Intel Core i7-14700K Leak Confirms A Core Upgrade, Beats 13700K In Early Benchmarks

intel core t series cpu hero
By now, we have a pretty decent idea of what's going to show up on the desktop for Intel's "14th-generation" Core CPUs: a refresh of Raptor Lake, using fundamentally the same cores with slightly higher clocks. It does look like Intel is doing the same thing with core counts that it did with the lower-end 13th-gen parts, however. That means extra enabled cores at each level of the product stack.

We say that based on this new leak of what appears to be a Core i7-14700K CPU from frequent leaker Алексей, better known by his Twitter handle @wxnod. In the leak, which consists of a single screen image, heavily-blurred, we can see benchmarks for Cinebench R23, CPU-Z, and the AIDA64 cache & memory benchmark.

wxnod leaked 14700k screenshot

Comparing the CPU-Z benchmark results, the scores represent a 5% uplift over the 13700K on a single-thread, while the multi-threaded benchmark gains nearly 21%. That's comparing against the aggregate scores over at the x86.fr CPU-Z Validator because we don't typically use the CPU-Z benchmark for testing as we find it to be excessively synthetic and not particularly representative.

A benchmark that isn't synthetic is Maxon's Cinebench R23. It's a real-world test based on the renderer used in Maxon's actual products that it sells for money.
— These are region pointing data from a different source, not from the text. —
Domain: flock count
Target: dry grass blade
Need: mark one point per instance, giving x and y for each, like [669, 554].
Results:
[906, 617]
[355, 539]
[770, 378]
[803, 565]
We haven't tested the Core i7-13700K, but comparing these leaked results against our numbers, the Core i7-14700K beats everything we have short of a Core i9-13900K. That includes AMD's 16-core Ryzen 9 7950X.

cinebench amd ryzen 7800x3d perf
Our freshest Cinebench data, from our Ryzen 7 7800X3D review.

That result shouldn't be too surprising considering that the Core i7-14700K seems like it will gain an additional E-core cluster over the last-gen part, giving it a total of 20 cores (8P+12e) and 28 threads. Алексей blocked out the core counts of the processor he was testing for whatever reason, but thankfully, a user over on Baidu posted a screenshot of the Windows Task Manager (below) showing exactly that core count. It also has the correct cache totals we would expect: 28MB of L2, and 33 MB of L3.

The next generation of Intel desktop CPUs is shaping up to be thoroughly unexciting if you've already got a 13th-gen or Ryzen 7000 CPU—the same silicon with an extra 100 MHz of clock rate doesn't exactly whet our appetites. For folks who don't have a current-gen system, though, it's possible that the last monolithic desktop CPUs from Intel could offer excellent value if the extra E-cores spill down the product stack. We'll see when these chips release later this year.